From providing free electricity to farmers to increasing reservation, the DMK leader took several steps that seemed small but were actually giant leaps. In a sense, they made Tamil Nadu the socially just state that it is.
Perhaps the last of the tall Dravidian leaders, the biggest legacy that Karunanidhi would leave behind is this: Tamil Nadu remains a formidable roadblock for the BJP. Critics accuse him of aligning with the BJP previously and giving it some legitimacy, yet when he did so, Karunanidhi did so on his own terms. The once-upon-a-time alliance has failed to provide an effective platform for the BJP to survive and grow on. In fact, since his inactivity, Karunanidhi’s son and DMK working president MK Stalin have repeatedly said that his party would not allow the BJP to grow in the state. In being an antithesis to the Dravidian ideology, the BJP is inherently alien to the Tamil land. Karunanidhi’s legacy will only ensure it continues to be so.
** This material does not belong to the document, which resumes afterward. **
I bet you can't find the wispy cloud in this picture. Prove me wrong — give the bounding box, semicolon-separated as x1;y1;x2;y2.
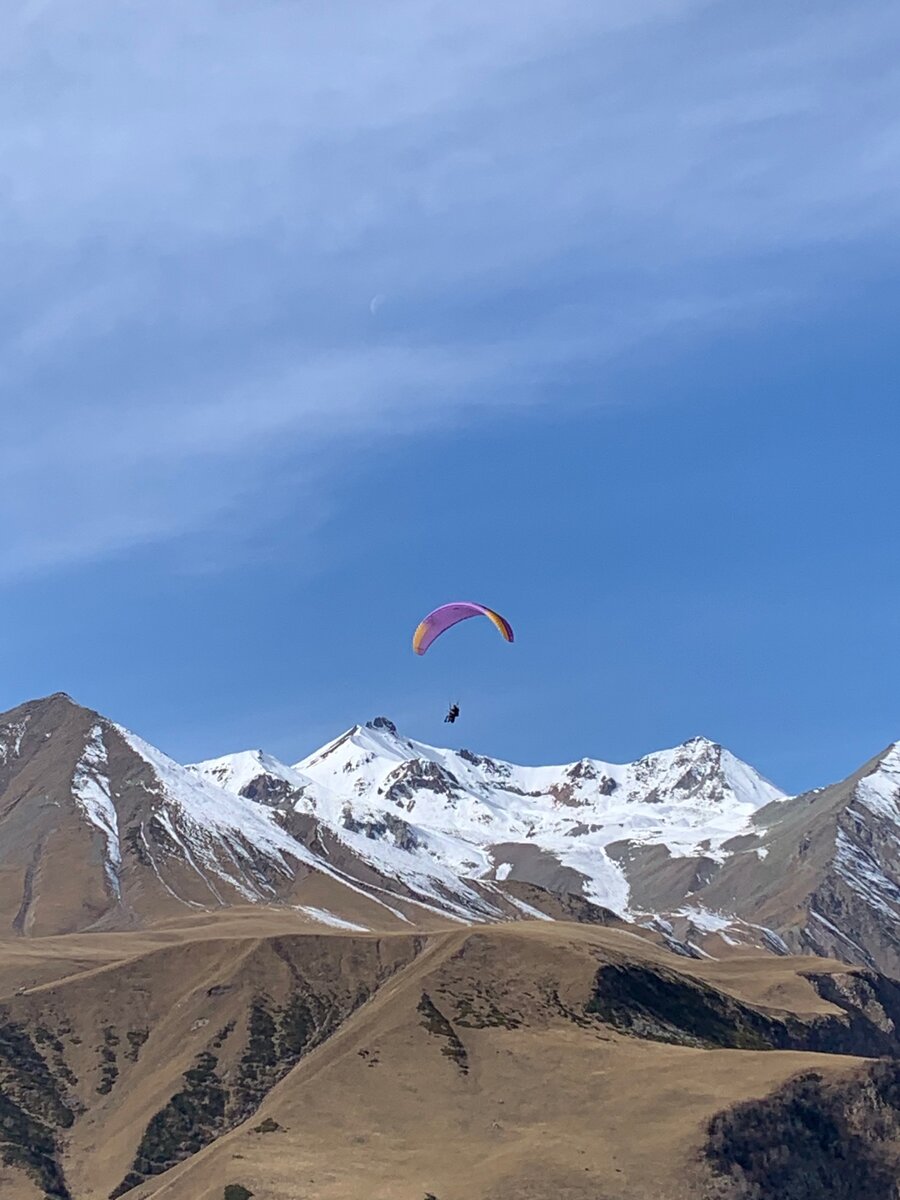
0;0;900;574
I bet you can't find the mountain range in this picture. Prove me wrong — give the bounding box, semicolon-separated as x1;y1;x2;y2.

On July 29, when the DMK chief’s health showed stability, the news of the appointment of Tamil Nadu’s first non-Brahmin priest in a Hindu temple surfaced. In 2006, it was Karunanidhi who had passed an order, making it possible for anyone to become a priest irrespective of caste, and when he did so, the DMK leader observed that the move will “remove the thorn from the heart of Periyar”. Battling for his life, one is not sure if Karunanidhi was aware of this development. But the order was among his most cherished legacies.